We’ve got some cookie, cake, muffin top, biscuit type action happening here!!
These cookies are daaaarrrrnnn tootin fun #DTF ( Name that show, and no – not jersey shore), but I don’t know if I can actually call them a cookie.
Can we just call them breakfast?! Oranges, cranberries and muffin top crumble?!?! Wait, does that kind of remind you of a coffee cake.
I feel like my recipe is going through an identity crisis!!
Does it all cancel out, if it’s deeeelicious?!
Heh – the weather around Toronto is also going through a bit of an identity crisis — I know I will regret these words come February but it’s December uno and I haven’t seen any snow … HOW THE HECK WILL WE HAVE CHRISTMAS WITHOUT SNOW?!?! In random news, did anyone go black Friday shopping?!? Cyber Monday clicking?!!?
Oh the holidays … soooo darrrrrnnn tootin fun!!
Orange Cranberry Muffin Cookies
1 1/2 cups flour
½ cup cake flour
2 teaspoons baking powder
1/2 teaspoon sea salt
1/2 cup butter, softened
1 cup sugar
1/3 cup milk
1 teaspoon orange extract
2 teaspoon mixed peel (or orange zest)
1 cup dried cranberries
¼ cup flour
¼ cup turbinado sugar
2 tablespoons butter
In a small bowl, combine topping ingredients. Set aside until you are ready to use.
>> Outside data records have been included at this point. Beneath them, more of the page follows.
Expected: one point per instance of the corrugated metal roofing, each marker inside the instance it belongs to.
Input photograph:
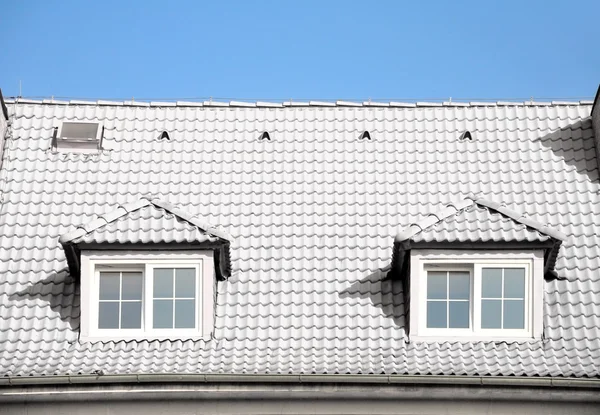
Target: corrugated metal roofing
(142, 222)
(314, 212)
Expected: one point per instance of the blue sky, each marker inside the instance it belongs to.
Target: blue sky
(300, 49)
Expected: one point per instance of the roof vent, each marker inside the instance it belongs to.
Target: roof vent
(164, 136)
(466, 135)
(79, 137)
(364, 135)
(264, 136)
Combine flours, baking powder, and sea salt in a bowl, set aside.
In a bowl cream together butter and sugar. Add in egg and beat until combined. Add milk, and orange extract.
Slowly add dry ingredients into the wet ingredients, and mix until combined. Gently fold in mixed peel and cranberries.
Refrigerate the dough for at least one hour.
Once chilled, scoop out large balls, placing at least an inch apart on your prepared baking tray. Top with prepared topping .
Bake for 15 minutes, at 325.
Allow to cool on baking sheet for at least 5 minutes, before transferring to a wire rack.